2. Harmonize the concept that an insurance contract is consensual, but it needs the
payment of premium to be perfected.
The concept of contract of insurance is consensual according to the law that the
consideration is the premium, which must be paid on time and in the manner stated in
the policy; if not, the policy will lapse and be forfeited according to its conditions. In this
concept, The validity of the insurance contract is not contingent on meeting any
particular form requirement. The insurer is required to put the contract in writing or any
form of consent, which is known as an insurance policy, and present it to the
policyholder.
3. One of the cardinal principle of insurance is uberrimae fidae. Explain.
As what I’ve understand to the principle of uberrimae fidae stated in the law, it is an
agreement which presented a legal document used in the insurance sector that requires
the greatest level of good faith during the presentation of all material facts that may
affect the other party's decision. Failure to follow uberrimae fidei will result in the
agreement becoming void.
4. What is insurable interest? Differentiate insurable interest in property from life: as
to extent, existence of insurable interest, basis, and what is the insurable interest.
The reasonable concern of a person to get insurance for any individual or property
against unanticipated catastrophes such as death, losses, and so on is known as
insurable interest.
Everyone has a vested insurance in their life and health:
(a) In the case of himself, his spouse, and his children;
(b) Of any person on whom he relies for education or assistance in whole or in part, or
in whom he has a financial interest;
(c) Of any person owing him a legal duty for the payment of money, property, or
services, the fulfilment of which might be delayed or prevented by death or illness; and
(d) Of any person whose life is dependent on any estate or interest vested in him.
On the other hand, An insurable property interest could include: A current interest, A
inchoate interest based on an existing one; or An expectation accompanied by an
existing interest in the source of the expectation.
In terms as to the extent… A carrier or depository of any kind has an insurable interest
in something he holds as such, up to the extent of his liability, but not more than the
value of the thing. The measure of an insurable interest in property is the extent to
which the insured might be damnified by loss or injury thereof.
In terms to existence… An interest in property insured must exist when the insurance
takes effect, and when the loss occurs, but need not exist in the meantime; and interest
in the life or health of a person insured must exist when the insurance takes effect, but
need not exist thereafter or when the loss occurs.
In terms of basis… A change of interest in an insured thing following the occurrence of
an injury that results in a loss has no bearing on the insured's right to indemnity for the
loss, A change of interest in one or more of multiple distinct goods, each of which is
independently insured by a policy, does not preclude coverage for the others.
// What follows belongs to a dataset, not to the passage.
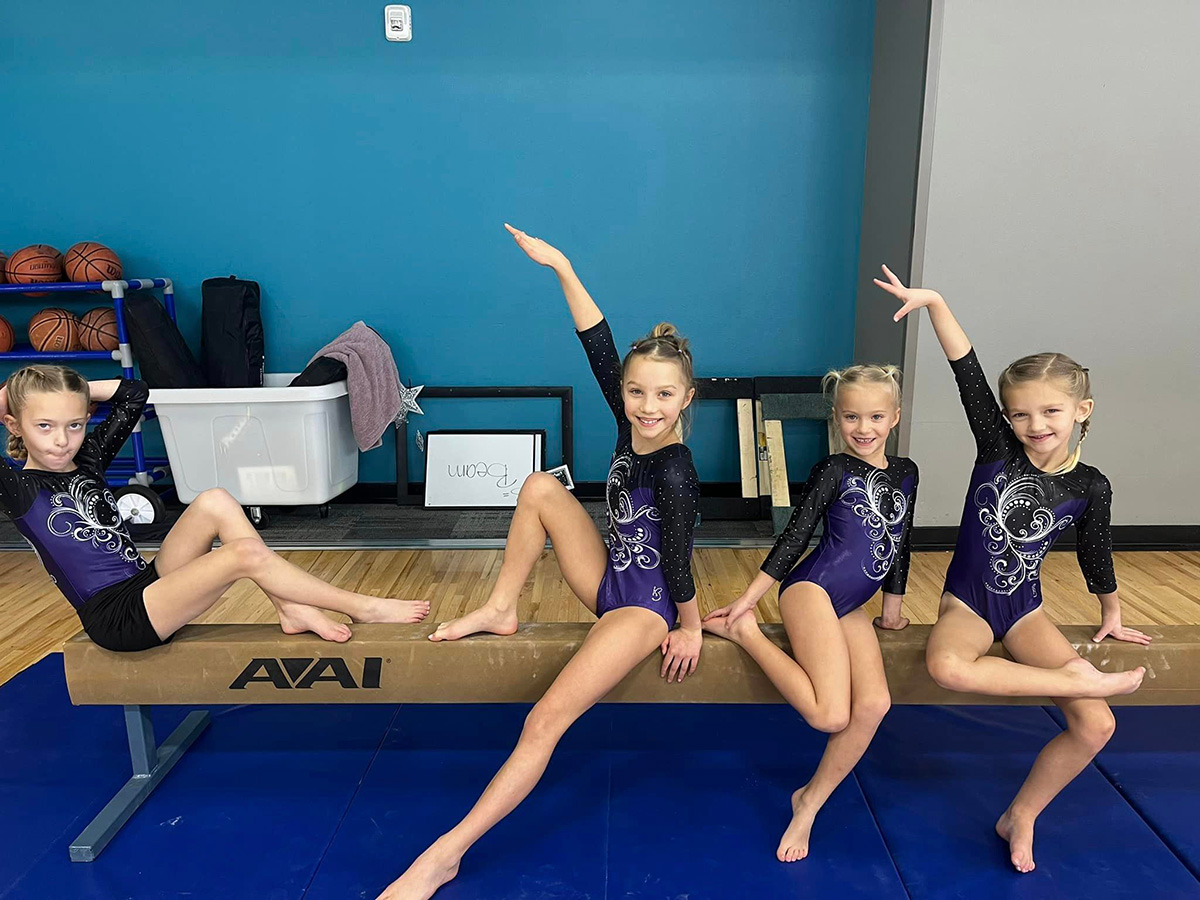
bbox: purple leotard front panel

On the
death of the insured, a change of interest by will or succession does not prevent an
insurance; rather, his interest in the insurance goes to the person who takes his interest
in the thing insured.
If you would suffer some type of loss if that person or property were to be lost or
damaged, you have an insurable interest in it. Furthermore, the ongoing presence of
that person or item would benefit you financially. As a result, it would make sense for
you to buy insurance on it so that you can keep receiving those benefits.

5. What are the grounds that an insurance contract could be rescinded? Illustrate
each.
Grounds:
1. The insurer's right to terminate the contract if certain conditions are met after the
non-life policy's effective date. In this instance, the insurer has the authority to
decide whether or not to extend the contract beyond the effective date.
2. Failure to pay a premium, conviction of a crime arising from acts that increase the
hazard insured against, and discovery of fraud or material misrepresentation.